Żółte kartki: 44' Reijnders; 59' Leao; 59', Theo 61'; Gagliardini,
AC MONZA: (1-3-4-2-1): Di Gregorio, Bettella (19' D'Ambrosio), A.Carboni (68' Pablo Mari), Caldirola; Ciurria (85' Birindelli), Gagliardini (85' Machin_, Pessina, Carlos Augusto (90+1F.Carboni) ; Colpani (78' V.Carboni), Marić (56' Petagna); Mota (56' Caprari).
AC MILAN: (1-4-3-3): Maignan; Kalulu, Thiaw, Tomori, Theo Hernandez (79' Bartesaghi); Loftus-Cheek, Krunić, Reijnders; Pulisic (79' Chukwueze), Giroud (79' Colombo) , Leao (79' Okafor).
Miejsce: U-Power Stadium (Monza).
*** SKRÓT SPOTKANIA ***
- brakuje porządnej 6
- Tomori w prawie każdym sparingu popełnił błąd, który skończył się utratą gola
- jeśli Okafor ma grać bardziej na skrzydle, to Giroud i Colombo na 9 to za mało
Na plus przede wszystkim nowi gracze:
- Reijnders może być odkryciem sezonu i bardzo cenną postacią
- RLC powinien wnieść sporo przydatnej fizyczności do środka pola
- Pulisic to duży upgrade względem Diaza
Czekam na dłuższe występy Okafora, Chukwu i Musaha :)

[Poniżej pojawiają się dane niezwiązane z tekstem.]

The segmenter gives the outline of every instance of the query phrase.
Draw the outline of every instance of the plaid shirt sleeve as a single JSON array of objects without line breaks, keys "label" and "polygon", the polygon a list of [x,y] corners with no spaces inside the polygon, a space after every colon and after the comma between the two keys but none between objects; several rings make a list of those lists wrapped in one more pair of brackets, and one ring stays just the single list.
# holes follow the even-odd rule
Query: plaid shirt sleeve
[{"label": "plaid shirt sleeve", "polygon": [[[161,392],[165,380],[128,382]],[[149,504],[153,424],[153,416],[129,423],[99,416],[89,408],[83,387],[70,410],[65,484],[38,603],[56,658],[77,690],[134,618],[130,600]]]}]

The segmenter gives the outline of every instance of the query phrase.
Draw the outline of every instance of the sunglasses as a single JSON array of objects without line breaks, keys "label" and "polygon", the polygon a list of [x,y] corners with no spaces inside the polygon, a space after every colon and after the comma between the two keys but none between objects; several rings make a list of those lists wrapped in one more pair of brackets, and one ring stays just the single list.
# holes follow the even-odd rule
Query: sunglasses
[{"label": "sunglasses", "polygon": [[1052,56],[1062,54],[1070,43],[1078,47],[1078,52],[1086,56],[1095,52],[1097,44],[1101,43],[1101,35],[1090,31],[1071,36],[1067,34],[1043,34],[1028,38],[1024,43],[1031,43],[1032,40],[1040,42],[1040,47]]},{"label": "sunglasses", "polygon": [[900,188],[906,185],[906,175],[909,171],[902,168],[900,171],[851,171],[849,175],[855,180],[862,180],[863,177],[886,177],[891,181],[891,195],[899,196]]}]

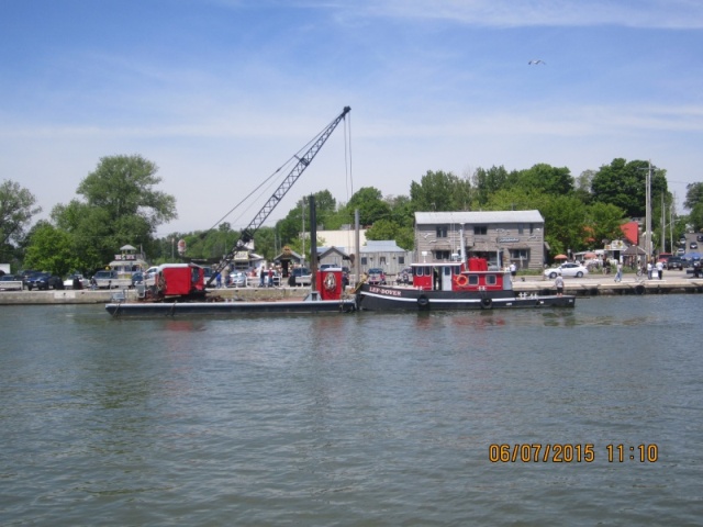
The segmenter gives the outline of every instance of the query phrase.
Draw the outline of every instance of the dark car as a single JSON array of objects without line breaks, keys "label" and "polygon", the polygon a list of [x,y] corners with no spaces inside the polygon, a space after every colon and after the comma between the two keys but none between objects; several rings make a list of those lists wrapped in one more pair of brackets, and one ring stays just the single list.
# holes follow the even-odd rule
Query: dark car
[{"label": "dark car", "polygon": [[24,282],[26,289],[32,291],[33,289],[48,290],[48,289],[64,289],[64,281],[60,277],[54,277],[49,272],[37,272],[30,276]]},{"label": "dark car", "polygon": [[680,256],[670,256],[667,259],[667,269],[679,269],[683,270],[683,260]]},{"label": "dark car", "polygon": [[14,274],[3,274],[0,277],[0,290],[22,289],[22,278]]}]

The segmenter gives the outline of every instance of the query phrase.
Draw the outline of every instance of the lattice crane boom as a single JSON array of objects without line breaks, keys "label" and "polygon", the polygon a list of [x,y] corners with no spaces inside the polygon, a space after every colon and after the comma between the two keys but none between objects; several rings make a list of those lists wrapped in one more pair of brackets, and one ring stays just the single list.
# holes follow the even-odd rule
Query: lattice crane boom
[{"label": "lattice crane boom", "polygon": [[247,250],[246,244],[248,244],[252,239],[254,239],[254,234],[259,229],[264,222],[268,218],[268,216],[274,212],[274,209],[280,203],[283,197],[288,193],[290,188],[298,181],[300,176],[305,171],[305,169],[310,166],[312,160],[315,158],[322,146],[325,144],[327,138],[332,135],[337,125],[344,120],[349,113],[352,109],[349,106],[345,106],[344,110],[337,117],[330,123],[330,125],[320,133],[317,138],[313,142],[312,146],[308,148],[305,154],[301,157],[298,157],[298,162],[293,167],[293,169],[286,176],[281,184],[276,189],[274,194],[268,199],[266,204],[261,208],[261,210],[254,216],[254,220],[242,231],[239,235],[239,239],[234,244],[234,247],[230,253],[227,253],[224,258],[217,264],[217,266],[213,269],[212,276],[208,280],[205,287],[210,287],[212,282],[215,280],[215,277],[219,272],[221,272],[226,266],[232,262],[234,259],[234,255],[242,250]]}]

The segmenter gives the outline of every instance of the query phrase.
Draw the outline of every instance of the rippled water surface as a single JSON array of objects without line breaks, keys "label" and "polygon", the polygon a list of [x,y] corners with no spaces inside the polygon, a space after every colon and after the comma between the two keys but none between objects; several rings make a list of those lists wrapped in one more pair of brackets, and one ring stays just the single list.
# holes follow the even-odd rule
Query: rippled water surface
[{"label": "rippled water surface", "polygon": [[[702,304],[2,306],[0,524],[701,525]],[[501,444],[592,445],[593,461],[491,462]]]}]

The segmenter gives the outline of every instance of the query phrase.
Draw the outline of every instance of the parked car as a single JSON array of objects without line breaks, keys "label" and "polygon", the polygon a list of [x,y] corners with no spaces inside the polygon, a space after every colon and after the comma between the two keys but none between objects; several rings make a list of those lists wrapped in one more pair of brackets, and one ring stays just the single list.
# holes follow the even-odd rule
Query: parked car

Już na sparingach widać ile martwej przestrzeni jest na obu stronach między linią obrony a pomocą wystarczy, że rywal wyczuje moment podchodząc bliżej i to już wystarczy, żeby doszło do głupiej straty piłki bo nie ma wgl możliwości podania czy to w przód czy to w tył, pozostaje jedynie nabić gościa bo wywalenie piłki w out rodzi kolejne kłopoty w postaci kontry a jeśli rywal choć trochę ogarnia atak pozycyjny to jesteśmy kompletnie wyłączeni z gry i możemy liczyć jedynie na Magic Mika co zresztą mogliśmy zaobserwować w tym meczu bo Monza w taki sposób wbiła bramę.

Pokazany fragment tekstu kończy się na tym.